His Chaplain friend stepped on a mine.
His organist drowned in the South China Sea.
He hitched a plane ride to Ankhe
with a pack of jittery wide-eyed boys
who never made it home again
he later learned when he touched down
safe in Saigon to live at least another day.
The white cross on his mud-splashed grill
and on his helmet, maybe stopped a sniper or two,
maybe a hesitation born from years of Catholic
seeding unseen instincts proving
kinder to the moment of a passing crucifix.
His Sunday circuit: headquarters,
the four batteries of Battalion 6,
56th Artillery, and then back to the base again.
Five times the same sermon to the same eyes
in different faces, different skin, all of them
living on the alternating edge of fear and boredom.
Dad was assigned to Air-Defense,
where morale was often low
given a job that was not needed,
shooting down the enemy planes
of an enemy that had none.
They waited twenty-four tense hours a day
for orders that would never come,
though they did shoot rifles once,
when TET brought the war outside their fence.
Some felt strangely better after that.
Their compound looked like high school camp:
a volleyball court and a swimming pool,
bungalows baking in corrugated metal,
bed bunks dripping mosquito nets,
an old rusted tank with sun-heated water
perched above the shower room,
its drizzle cold by ten at night
when my father would take his turn.
He once drummed up from somewhere gravel
to extend the slab of the rickety chapel,
which he transformed into a sanctuary
with the purple curtain sent from home,
the careful angles of the altar rail,
scrapping redwood for sacred touches,
wood chairs replacing sagging benches,
even a pump organ for something like music,
and a large open Bible offering a window—
a look over Jordan to a promised land
away from the sweating edge of Ben-Wha.
He’s forgotten the names of so many now,
but remembers a face, a story, a voice.
The Warrant Officer who married the Vietnamese
woman smiles into the camera like
he wants us to see how he’s turn mud to gold.

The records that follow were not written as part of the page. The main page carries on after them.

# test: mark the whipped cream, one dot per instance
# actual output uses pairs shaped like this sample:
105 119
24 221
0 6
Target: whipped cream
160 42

The radar crew who retaliate incoming
mortar are laughing. We ask what was funny.
Too particular. He doesn’t remember.
The marketplace bustles with pans of fish
and roots and unrecognizable delicacies.
There’s a prophetess with long curled fingernails,
years upon years of fragile coiling,
offering the camera her grave divinations
in tandem with the hum of three refrigerators.
A soldier stumbles out of a brothel,
arm around a girl with vacant eyes,
freezing at the sight of the chaplain’s lapel
and runs away awkwardly, buttoning his shirt.
An anonymous peasant lies dead in the street
underneath a mangled bicycle
breaking the current in the crowded street.
The palace of Saigon, guarded, pristine,
stands aloof and sanitized white
like the spotless dress of the woman side-saddled
on the motorbike swimming the chaos of traffic.
And here a picture of a family at a table
in a well-swept courtyard beside a thatched hut,
eating their dinner is what I am guessing.
They take no notice of the jeep rumbling by,
the GI chaplain in the passenger seat
with a camera pressed next to his squinted eye,
leaning way out to snatch a sacred
moment of their very ordinary lives:
dinner served with laughing and stories,
and then would come the evening chores,
the settling down with the settling light
to the sweetness of dreams, a boy getting lost
with the pretty girl in that magical place
pictured on the faded tourist brochure
flailing against the barbed wire fence
in the pull of the army jeep’s dark exhaust.